Animal Control

Lost Pets

If you lose a pet, you should immediately report the missing pet to both:

  • Burr Ridge Police Department's non-emergency number at 630-323-8181
  • DuPage County Animal Services at 630-407-2800
  • Cook County Animal Services at 312-747-1406

Animal Noise Regulation

The Burr Ridge Police Department enforces the portion of the Burr Ridge Municipal Code that regulates the habitual barking, howling, whining, or yowling of dogs or cats. Under Burr Ridge Municipal Code Section 6-2-11, lit is a violation for anyone to keep an animal that habitually disturbs the peace by loud noises at any time of the day or night.

Please be a good neighbor by adhering to the Village’s animal noise regulations.

Excrement Removal

The Village of Burr Ridge requires animal owners and caregivers to clean up their pets’ excrement from other people’s property. Not cleaning up after your pet’s waste violates Section 6-1-7 of the Burr Ridge Municipal Code.

Leash Laws

For the safety of our community and pets, the Village of Burr Ridge requires dogs and cats to be on a leash. See Section 6-2-4 of the Burr Ridge Municipal Code for more information.

Nuisance Wildlife

Do Not Feed Wild Animals

Feeding wild animals such as coyotes violates the Village code, and violators can face fines. Please do your part to make sure wild animals such as coyotes are not fed – either intentionally or unintentionally.


Coyotes are highly adaptable animals that can thrive in almost any setting, including residential areas. They are generally afraid of people but can become accustomed to them if they find an easy food source like pet food or if they are intentionally fed.

Ways to Deter Coyotes

  • Do not leave food for wild animals.
  • Feed pets indoors or promptly remove dishes when pets complete their meal outside. 
  • Store bags of pet food indoors.
  • Clear brush and dense weeds from around the property to deprive rodents of shelter and reduce protective cover for coyotes.
  • Try to educate your friends and neighbors about the problems associated with feeding coyotes.

What to Do if You Encounter a Coyote

  • Shout, clap or throw something in its direction. Acting aggressively, also known as "hazing" helps re-instill a fear of humans in coyotes.

    • Hazing does not include weapons and does not physically harm coyotes. Be persistent and keep hazing until the coyote leaves. Because they may have become accustomed to humans, coyotes may not immediately leave, but following through is important for hazing to be effective. Wildlife experts do not recommend hazing if a coyote is injured, sick or has become cornered; in these situations, coyotes may act unexpectedly.

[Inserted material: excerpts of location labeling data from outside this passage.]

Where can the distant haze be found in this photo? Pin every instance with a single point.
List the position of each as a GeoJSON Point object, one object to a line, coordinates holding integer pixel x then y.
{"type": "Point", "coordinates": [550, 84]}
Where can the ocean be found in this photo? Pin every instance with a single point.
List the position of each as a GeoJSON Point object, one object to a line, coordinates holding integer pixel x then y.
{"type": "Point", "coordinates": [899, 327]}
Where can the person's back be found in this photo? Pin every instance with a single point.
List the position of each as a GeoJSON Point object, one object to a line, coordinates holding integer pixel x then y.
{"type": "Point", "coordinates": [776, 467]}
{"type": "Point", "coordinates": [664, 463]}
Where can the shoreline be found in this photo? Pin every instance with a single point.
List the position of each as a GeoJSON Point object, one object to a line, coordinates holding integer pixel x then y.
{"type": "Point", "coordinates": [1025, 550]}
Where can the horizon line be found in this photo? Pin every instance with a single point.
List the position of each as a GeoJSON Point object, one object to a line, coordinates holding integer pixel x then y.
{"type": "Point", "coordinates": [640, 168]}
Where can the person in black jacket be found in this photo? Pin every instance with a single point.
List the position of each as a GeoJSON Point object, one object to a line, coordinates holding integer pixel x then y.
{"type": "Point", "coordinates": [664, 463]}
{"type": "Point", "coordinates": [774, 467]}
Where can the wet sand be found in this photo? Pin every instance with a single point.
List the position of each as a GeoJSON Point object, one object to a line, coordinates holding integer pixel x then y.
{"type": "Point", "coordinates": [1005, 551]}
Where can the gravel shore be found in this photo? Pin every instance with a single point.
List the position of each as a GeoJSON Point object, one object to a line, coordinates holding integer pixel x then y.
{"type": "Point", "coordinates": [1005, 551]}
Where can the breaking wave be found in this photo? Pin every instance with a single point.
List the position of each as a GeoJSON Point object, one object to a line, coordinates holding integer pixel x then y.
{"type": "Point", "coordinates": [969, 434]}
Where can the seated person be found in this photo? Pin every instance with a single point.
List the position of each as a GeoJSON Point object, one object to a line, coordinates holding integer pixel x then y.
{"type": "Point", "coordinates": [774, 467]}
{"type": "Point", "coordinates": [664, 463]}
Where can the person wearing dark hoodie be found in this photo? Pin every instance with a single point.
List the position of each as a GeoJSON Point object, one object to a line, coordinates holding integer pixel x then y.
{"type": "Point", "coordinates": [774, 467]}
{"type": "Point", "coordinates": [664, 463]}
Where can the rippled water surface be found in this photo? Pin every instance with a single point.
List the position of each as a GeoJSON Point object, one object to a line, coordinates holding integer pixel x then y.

Anyone can call 9-1-1 if they observe any wild animal behaving in a threatening manner. Police officers will respond.

How to Protect Pets

  • Keep small pets (cats, rabbits, small dogs) indoors. Don’t allow them to run free at any time. They are easy prey.
  • Use a short leash when walking your pet. Never let a coyote get between you and your pet.
  • Dogs should be brought inside after dark and never allowed to run loose. This is especially important during mating season, which is February through April.
  • Do not leave domestic pet food outside. Wildlife will soon depend on it.
  • Fences do not guarantee your pet’s safety. Always attend to small pets outdoors.